OK, regrets aren't great, so that disclaimer aside: If I could go back in life and change anything, sometimes I think it would be what I studied at university.
I took a generic media and communications degree, which admittedly did get me into magazines, but whilst I was on it, I did spend quite a bit of time wistfully gazing over at my peers in the TV, video and media production courses.
I gazed enviously as they sat in their editing rooms, tinkered with their camera equipment, preparing for assignments to shoot films... and I flirted with the idea of ditching my course and joining them (I didn't, though).
After that, no matter how well my career was going, I always had a secret desire to magically leap out of print media - my domain - into broadcast and film, but it never happened. And to this day, I still look at vloggers and independent documentary makers on YouTube with a certain degree of envy.
So what's stopping me? Carol Dweck might argue it's a Fixed Mindset.
Dweck, a Professor of Psychology at Stanford University, is behind the psychological theory of Growth Mindsets. Based on her research, she says that what keeps us from growing as individuals is our belief that we have reached our ceiling - or that we were born with a limitation (or a number of them) and are lumbered with it for the rest of our lives.
Her TED Talk, "The Power of Yet" delves into her findings that the kinds of kids who actually do well at school aren't necessarily naturally gifted at anything - they just take joy in challenges and, crucially, believe they can get better at things.
It is something we could all do well to remember.
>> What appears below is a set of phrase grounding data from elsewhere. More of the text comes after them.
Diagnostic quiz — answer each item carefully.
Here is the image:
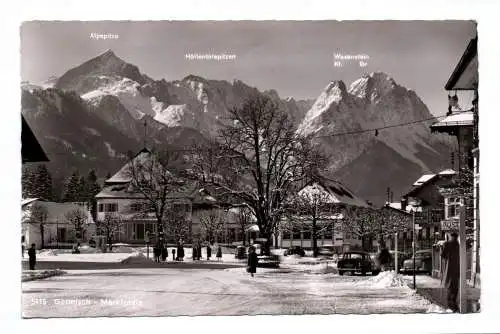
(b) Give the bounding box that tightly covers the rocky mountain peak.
[55,50,148,94]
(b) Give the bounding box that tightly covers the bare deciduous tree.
[64,208,88,242]
[126,149,187,240]
[199,210,226,244]
[30,203,48,249]
[191,94,326,254]
[165,205,191,245]
[96,212,125,250]
[286,185,343,257]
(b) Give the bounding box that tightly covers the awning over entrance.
[245,224,260,232]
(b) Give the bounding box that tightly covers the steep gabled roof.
[105,148,151,184]
[404,169,457,198]
[445,36,478,91]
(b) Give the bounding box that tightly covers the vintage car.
[337,251,380,276]
[388,250,410,272]
[400,249,432,275]
[317,245,335,258]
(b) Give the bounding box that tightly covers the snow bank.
[111,245,136,253]
[120,252,152,264]
[38,249,59,256]
[357,271,407,288]
[22,269,66,282]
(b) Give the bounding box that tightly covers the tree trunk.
[312,217,318,257]
[40,224,45,249]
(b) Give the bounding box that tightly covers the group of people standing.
[192,242,223,261]
[151,242,224,262]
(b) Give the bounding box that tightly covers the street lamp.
[409,199,421,289]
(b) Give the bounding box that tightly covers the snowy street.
[22,266,447,317]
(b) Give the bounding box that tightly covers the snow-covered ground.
[22,269,67,282]
[30,245,242,264]
[22,267,448,317]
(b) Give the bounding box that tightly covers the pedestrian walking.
[207,244,212,261]
[21,235,26,258]
[161,246,168,262]
[216,246,222,262]
[197,243,203,260]
[172,248,176,261]
[28,243,36,270]
[441,232,460,312]
[192,245,197,260]
[247,246,258,277]
[377,246,392,271]
[154,245,161,263]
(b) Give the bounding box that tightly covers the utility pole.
[412,209,416,289]
[394,231,398,273]
[143,119,147,148]
[459,199,467,313]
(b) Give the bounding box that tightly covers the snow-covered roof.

Perhaps we just haven't quite got to wherever we want... yet.
And, reassuringly in a recent interview, she points out that there isn't any particular kind person who is blessed all round with this kind of thinking.
There isn't a "Growth Mindset Type" per se.
All of us can be optimistic about our abilities and ambitions in some areas yet crushingly pessimistic in others, she says. And she advises we would do well to be aware of those areas of our life where we close off opportunities to ourselves in the mistaken belief we do not have what it takes to get there.